Otra de las leyendas que circula por Ucrania es tan atrevida que hasta los científicos se han visto obligados a intervenir. Vegetación exuberante, animales gigantes, mutaciones genéticas… Pero la realidad es terca: la vegetación crece salvaje lejos de la mano del hombre; se ha pescado algún pez cargado de kilos, poco más; y sí se producen deformaciones en animales, incluso decenas de veces más que en otras zonas del país. Pero nada de aliens ni de zombis. «Tenemos muchos lobos, muchos jabalíes, incluso caballos salvajes… Como toda la vida».
Ilia lo tiene claro. Apura su sopa borsch, la más típica del país, mucho mejor que el vodka para luchar contra el frío, y un golubtsi, carne picada con arroz envuelta en hoja. «Me levanto a las siete de la mañana para encender la chimenea. Doy de comer a los caballos, trabajo en el huerto…». Sus ojos sólo se encienden para recordar. Como a Ana, la jefa de la casa. «Teníamos un pueblo muy bonito. Pero ellos [el Gobierno soviético] acabaron con él».
Ana Semenenko nació en Ilyintsi y quiere morir en Ilyintsi. «A los que evacuaron a otras ciudades, ésos sí que se mueren pronto. Nosotros aquí fallecemos de vejez… Algunos también por el vodka. Soy como un árbol de muchos años, que tiene sus raíces en la misma tierra que sus padres».
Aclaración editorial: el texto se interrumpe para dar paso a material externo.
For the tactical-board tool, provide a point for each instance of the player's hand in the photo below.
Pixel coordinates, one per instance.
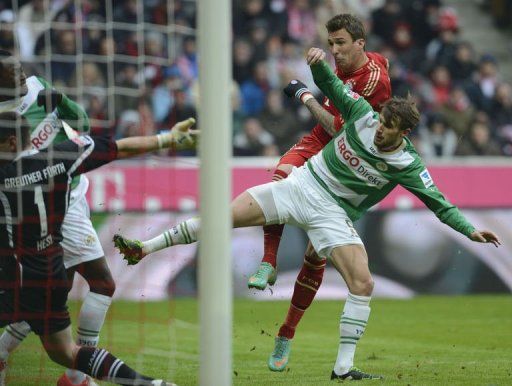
(296, 89)
(315, 56)
(49, 99)
(181, 136)
(484, 236)
(130, 249)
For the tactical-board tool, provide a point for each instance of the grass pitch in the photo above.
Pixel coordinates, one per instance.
(424, 341)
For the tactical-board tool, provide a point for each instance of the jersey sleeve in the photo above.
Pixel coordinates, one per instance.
(380, 93)
(419, 182)
(71, 112)
(84, 153)
(350, 104)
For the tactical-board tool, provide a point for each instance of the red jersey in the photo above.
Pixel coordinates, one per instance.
(370, 81)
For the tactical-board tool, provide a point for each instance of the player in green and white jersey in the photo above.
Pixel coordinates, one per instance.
(53, 118)
(369, 157)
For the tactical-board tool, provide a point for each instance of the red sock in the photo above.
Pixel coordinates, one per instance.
(272, 233)
(308, 282)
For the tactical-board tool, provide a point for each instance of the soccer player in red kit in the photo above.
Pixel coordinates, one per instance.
(367, 74)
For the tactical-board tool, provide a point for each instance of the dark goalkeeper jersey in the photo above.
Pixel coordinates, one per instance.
(34, 193)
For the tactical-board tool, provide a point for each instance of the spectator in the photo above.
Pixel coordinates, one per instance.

La mujer se afana en la preparación de la comida del día, ayudándose de sus manos rojas, de dedos hinchados y gigantes, duros y largos, rematados por unas uñas que la vida y el trabajo han oscurecido. La anciana se empeña en que probemos el salo, tocino de la tierra. Por supuesto, acompañado con vodka ucraniano. En Chernobyl no caben medias tintas. Ni medios tragos. «Si no bebes tu vodka hasta el final, lo que dejas en el vaso son mis lágrimas». Lágrimas de Ana Semenenko, fantasma de Chernobyl que, como otros vecinos, sobrevive en pueblos espectrales. Pueblos condenados a morir porque sus fantasmas aquí no son eternos.